With the proper care, some tropical plants can be over-wintered and bloom again next year! Any steps you take will be well worth it when you are rewarded with their growth and beauty for years to come! Read on for examples of which tropical plants fall in to this category:
HIBISCUS: That’s right! Those big beautiful colorful blooms can be brought back summer after summer, with just little help from you. They easily cut back/pruned to keep them small enough to bring in for the winter. Keep them fertilized with Fertilome Rooting and Blooming Formula. And to prevent/control aphids and/or white flies, treat them with Systemic Insect Granules.
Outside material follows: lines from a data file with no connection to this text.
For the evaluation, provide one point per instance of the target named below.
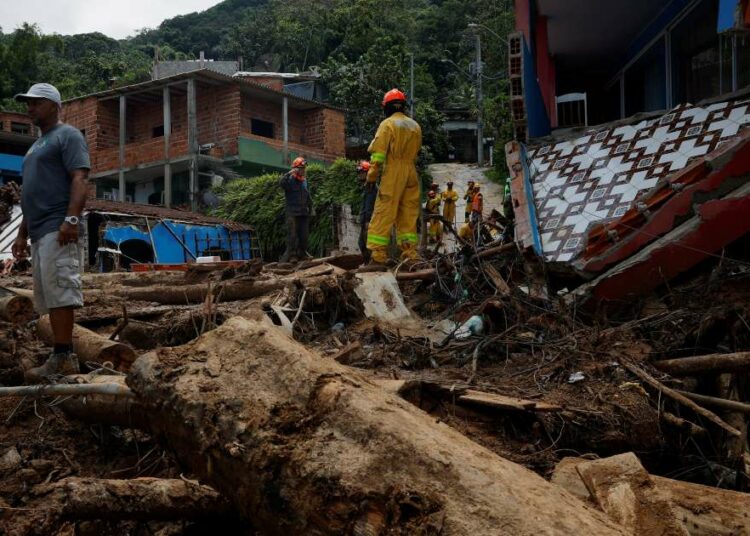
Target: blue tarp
(11, 162)
(200, 240)
(727, 13)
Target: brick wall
(6, 118)
(271, 112)
(272, 82)
(223, 114)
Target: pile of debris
(318, 399)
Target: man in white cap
(53, 196)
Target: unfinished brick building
(167, 140)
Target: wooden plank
(502, 402)
(690, 366)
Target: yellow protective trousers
(395, 149)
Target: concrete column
(285, 129)
(123, 132)
(167, 135)
(192, 142)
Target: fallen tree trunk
(139, 499)
(703, 511)
(303, 445)
(124, 410)
(722, 403)
(690, 366)
(627, 493)
(90, 346)
(16, 309)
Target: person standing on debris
(299, 208)
(394, 151)
(368, 205)
(467, 233)
(432, 208)
(450, 196)
(477, 204)
(469, 198)
(55, 183)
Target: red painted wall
(545, 69)
(523, 19)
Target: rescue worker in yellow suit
(450, 196)
(394, 152)
(435, 225)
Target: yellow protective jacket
(394, 150)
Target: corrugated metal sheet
(8, 233)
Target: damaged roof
(611, 172)
(157, 213)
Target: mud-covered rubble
(541, 381)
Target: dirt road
(461, 174)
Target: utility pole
(480, 115)
(411, 84)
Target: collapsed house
(638, 199)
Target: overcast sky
(115, 18)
MOTH ORCHIDS: Lots of folks enjoy these on shaded porches where they get indirect bright light or maybe just a little early morning direct sun. Come fall, bring them indoors and perch them near a window that receive morning sun for best results. Use two types of orchid fertilizer Better Gro Better Bloom and Better Gro Orchid Plus. The first is to be used when the orchid is blooming, and the latter one for when it is growing but not blooming. Be sure not to repot them too soon – a common mistake! Any of our greenhouse pros will guide you as to when to repot.
CITRUS TREES: The beautiful fragrant blooms of orange trees, mini orange, lemon, lime and even kumquat can be brought inside for the winter making them a year round sensory treat! They need lots of sun and an acidic but mild fertilizer, like Fertilome Acid Loving Fertilizer. NOTE: Mix this at half strength since citrus are susceptible to root harm/burn. Keep a close eye out for spider mites/scale insects. At the first sign of them, treat your citrus with All Seasons Horticultural Oil Spray – it’s a super safe and effective option if you catch the mites early and don’t let it become an infestation!
BOUGANVILLAE – Words cannot do justice to the amazing tropical feel of these gorgeous colorful blooms. During the summer, enjoy them in the hottest part of your landscape and watch them thrive. Before bringing it in for the winter, prune it back and let it get dry. And since Bouganvillae are sensitive to cool temperatures, bring them inside well before the thermometer reaches 45 at night, and don’t put out again next summer until it is consistently warm (usually May).